Por Jesús Chávez Marín
Un artista que tenía los días contados decidió pintar su autorretrato. Nunca había hecho uno, le parecía un acto vanidoso, para mentes un poco enfermas como Frida Kahlo o José Luis Cuevas.
Bueno, eso decía él, a mí no me reclamen.
También pensaba que no valía la pena, que ya nada importaba.
A pesar de eso, le había entrado el impulso cuando el médico le avisó que ya no tenía remedio.
Guardaba algunas ideas para el retrato, ni siquiera sería semejante al cuerpo que había sido, ni a la ruina que ahora apenas respiraba, sin energía ni ánimo para maldita la cosa.

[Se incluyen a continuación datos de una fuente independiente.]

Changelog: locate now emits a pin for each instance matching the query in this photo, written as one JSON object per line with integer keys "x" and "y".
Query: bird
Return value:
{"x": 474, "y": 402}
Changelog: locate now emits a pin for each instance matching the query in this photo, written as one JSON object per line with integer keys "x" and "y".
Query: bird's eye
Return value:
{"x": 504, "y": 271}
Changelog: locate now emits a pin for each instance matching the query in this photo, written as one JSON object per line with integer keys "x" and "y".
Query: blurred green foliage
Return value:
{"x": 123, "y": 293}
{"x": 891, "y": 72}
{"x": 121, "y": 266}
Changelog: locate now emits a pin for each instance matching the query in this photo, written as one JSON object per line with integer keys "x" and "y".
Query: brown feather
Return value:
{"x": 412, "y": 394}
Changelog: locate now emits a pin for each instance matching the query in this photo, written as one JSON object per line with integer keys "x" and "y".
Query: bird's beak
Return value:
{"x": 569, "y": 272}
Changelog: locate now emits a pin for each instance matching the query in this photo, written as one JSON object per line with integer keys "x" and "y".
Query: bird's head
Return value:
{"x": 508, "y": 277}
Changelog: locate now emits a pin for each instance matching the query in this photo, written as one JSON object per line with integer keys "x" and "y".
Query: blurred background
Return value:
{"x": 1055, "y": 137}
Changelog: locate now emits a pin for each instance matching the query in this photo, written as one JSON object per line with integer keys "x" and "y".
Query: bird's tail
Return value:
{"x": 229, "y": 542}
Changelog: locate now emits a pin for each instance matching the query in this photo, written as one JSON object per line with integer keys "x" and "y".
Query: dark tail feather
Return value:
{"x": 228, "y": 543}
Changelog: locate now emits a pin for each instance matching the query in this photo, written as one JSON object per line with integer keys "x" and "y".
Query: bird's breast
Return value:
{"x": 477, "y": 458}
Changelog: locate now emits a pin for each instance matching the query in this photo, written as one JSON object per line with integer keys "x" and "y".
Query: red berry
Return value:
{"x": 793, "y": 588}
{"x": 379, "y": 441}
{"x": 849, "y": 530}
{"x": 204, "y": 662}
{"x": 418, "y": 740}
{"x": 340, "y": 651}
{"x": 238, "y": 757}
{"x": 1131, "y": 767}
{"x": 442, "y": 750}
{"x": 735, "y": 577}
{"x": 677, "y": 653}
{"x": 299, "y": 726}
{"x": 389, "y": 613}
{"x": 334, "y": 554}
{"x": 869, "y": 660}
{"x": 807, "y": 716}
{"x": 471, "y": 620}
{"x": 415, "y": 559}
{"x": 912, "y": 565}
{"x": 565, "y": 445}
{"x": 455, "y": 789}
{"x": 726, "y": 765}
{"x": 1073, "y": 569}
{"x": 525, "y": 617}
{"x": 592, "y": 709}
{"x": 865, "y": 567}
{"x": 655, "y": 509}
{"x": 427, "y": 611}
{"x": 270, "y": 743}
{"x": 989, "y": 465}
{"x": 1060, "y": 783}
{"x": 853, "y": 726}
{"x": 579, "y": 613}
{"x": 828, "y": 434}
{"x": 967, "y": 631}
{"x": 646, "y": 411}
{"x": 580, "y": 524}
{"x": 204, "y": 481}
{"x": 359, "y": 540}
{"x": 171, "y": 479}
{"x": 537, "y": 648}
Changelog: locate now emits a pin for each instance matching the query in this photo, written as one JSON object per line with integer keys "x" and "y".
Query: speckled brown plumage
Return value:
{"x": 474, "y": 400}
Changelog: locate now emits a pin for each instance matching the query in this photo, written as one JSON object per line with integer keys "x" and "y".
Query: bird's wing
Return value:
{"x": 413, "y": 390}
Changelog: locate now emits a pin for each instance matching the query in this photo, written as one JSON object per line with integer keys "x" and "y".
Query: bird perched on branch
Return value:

Pero le había llegado una intensa lucidez y en su mirada se agitaba el pensamiento.
Pintó un reloj y al fondo su silueta disminuida por el dolor; en otro plano su cuerpo en la plenitud de la vida. Al centro, al fondo del cuadro, un campo sembrado y la lluvia.
Lugares comunes.
Nunca pudo hallar en su fabulación imágenes ni memoria que reflejaran la muerte que llegaba, tan rauda como un relámpago y tan fresca como el rocío.
La muerte, que no sabemos, dónde, cuándo, ni cómo nos llegará; es lo único de lo que tenemos la certeza.